Glendale Adventist Medical Center looks back on 110 years
Glendale Adventist Medical Center turns 110 this year, a long journey since it was established within the walls of a former hotel and when the average stay was about 40 days.
In 1905 the Seventh-day Adventist Church converted the Glendale Hotel — a Victorian era-style structure — into the Glendale Sanitarium. Stays at the facility encompassed spa treatments and exercise routines to help recuperate and reenergize — all that at a time when a hospital bill amounted to a couple bucks.
While there have been massive leaps forward in medical science and technology, some of those early principals of overall wellness continue to ring true today, according to hospital officials.
“The ideas that the founders had regarding whole-person wellness are beginning to be understood as fundamental to the health of our community,” said Dr. Michele Cosgrove, the medical center’s chief of staff.
A lot of that relies on outreach, educating the public and medical staffers spending more time outside of the hospital and in the community, said Warren Tetz, Glendale Adventist’s senior vice president.
Part of looking past the supercentenarian anniversary will revolve around increasing local ties.
“The use of tobacco is still pretty prevalent in the Glendale community,” Tetz said. The message of quitting remains one that needs to be delivered, Tetz added.
“It would be an almost dramatic improvement in their health, particularly as they get older,” he said.
After its early years, Glendale Sanitarium was eventually relocated to a new campus where the current hospital currently stands and initially occupied a five-story main building with 225 beds.
Sanitarium services continued to be offered, and the grounds even had its own croquet field.
By the 1970s, advancements in medical science led surgeons to perform the first open-heart surgery at the hospital in 1973.
In the same decade, a new main building known as the east tower was built and the facility updated its name to Glendale Adventist Medical Center.
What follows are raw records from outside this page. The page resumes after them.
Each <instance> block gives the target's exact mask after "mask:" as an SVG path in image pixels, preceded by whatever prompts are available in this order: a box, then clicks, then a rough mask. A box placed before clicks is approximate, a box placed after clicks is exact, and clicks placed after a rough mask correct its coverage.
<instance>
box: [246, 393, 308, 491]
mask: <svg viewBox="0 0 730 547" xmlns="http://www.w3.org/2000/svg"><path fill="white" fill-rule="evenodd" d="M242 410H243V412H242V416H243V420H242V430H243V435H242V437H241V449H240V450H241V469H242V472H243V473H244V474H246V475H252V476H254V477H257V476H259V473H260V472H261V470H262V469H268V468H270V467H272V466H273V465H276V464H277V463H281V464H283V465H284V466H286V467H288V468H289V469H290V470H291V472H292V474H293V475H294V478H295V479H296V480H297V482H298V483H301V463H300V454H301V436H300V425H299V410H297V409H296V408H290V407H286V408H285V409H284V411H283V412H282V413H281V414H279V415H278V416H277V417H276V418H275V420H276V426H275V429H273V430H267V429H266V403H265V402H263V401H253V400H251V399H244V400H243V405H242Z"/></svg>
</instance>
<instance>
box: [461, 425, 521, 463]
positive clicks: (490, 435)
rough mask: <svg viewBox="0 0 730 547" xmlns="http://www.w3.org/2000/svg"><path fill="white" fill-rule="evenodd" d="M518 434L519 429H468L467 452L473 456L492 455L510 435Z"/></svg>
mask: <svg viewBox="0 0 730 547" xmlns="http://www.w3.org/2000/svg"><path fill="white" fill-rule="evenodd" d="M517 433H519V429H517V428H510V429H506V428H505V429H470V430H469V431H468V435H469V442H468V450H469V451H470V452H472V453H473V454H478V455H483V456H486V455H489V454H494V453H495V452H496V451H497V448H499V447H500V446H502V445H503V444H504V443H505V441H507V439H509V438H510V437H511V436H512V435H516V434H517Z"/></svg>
Flash forward several decades and the hospital now houses 515 beds and employs 800 physicians and 900 nurses, making it the largest hospital in the San Fernando Valley.
Despite a series of major changes in the past century, Glendale Adventist remains at its core a faith-based hospital.
When desired, people are welcome to pray with hospital staff, a long-standing tradition, Cosgrove said.
“It’s a very beautiful and very reassuring moment when patients and their families and their healthcare providers are able to pray together,” she said.
The hospital will celebrate its 110th birthday with a celebration from noon to 4 p.m. Sunday at the JCPenney Court of the Glendale Galleria. Admission is free and there will be aerialists, stilt walkers and treats.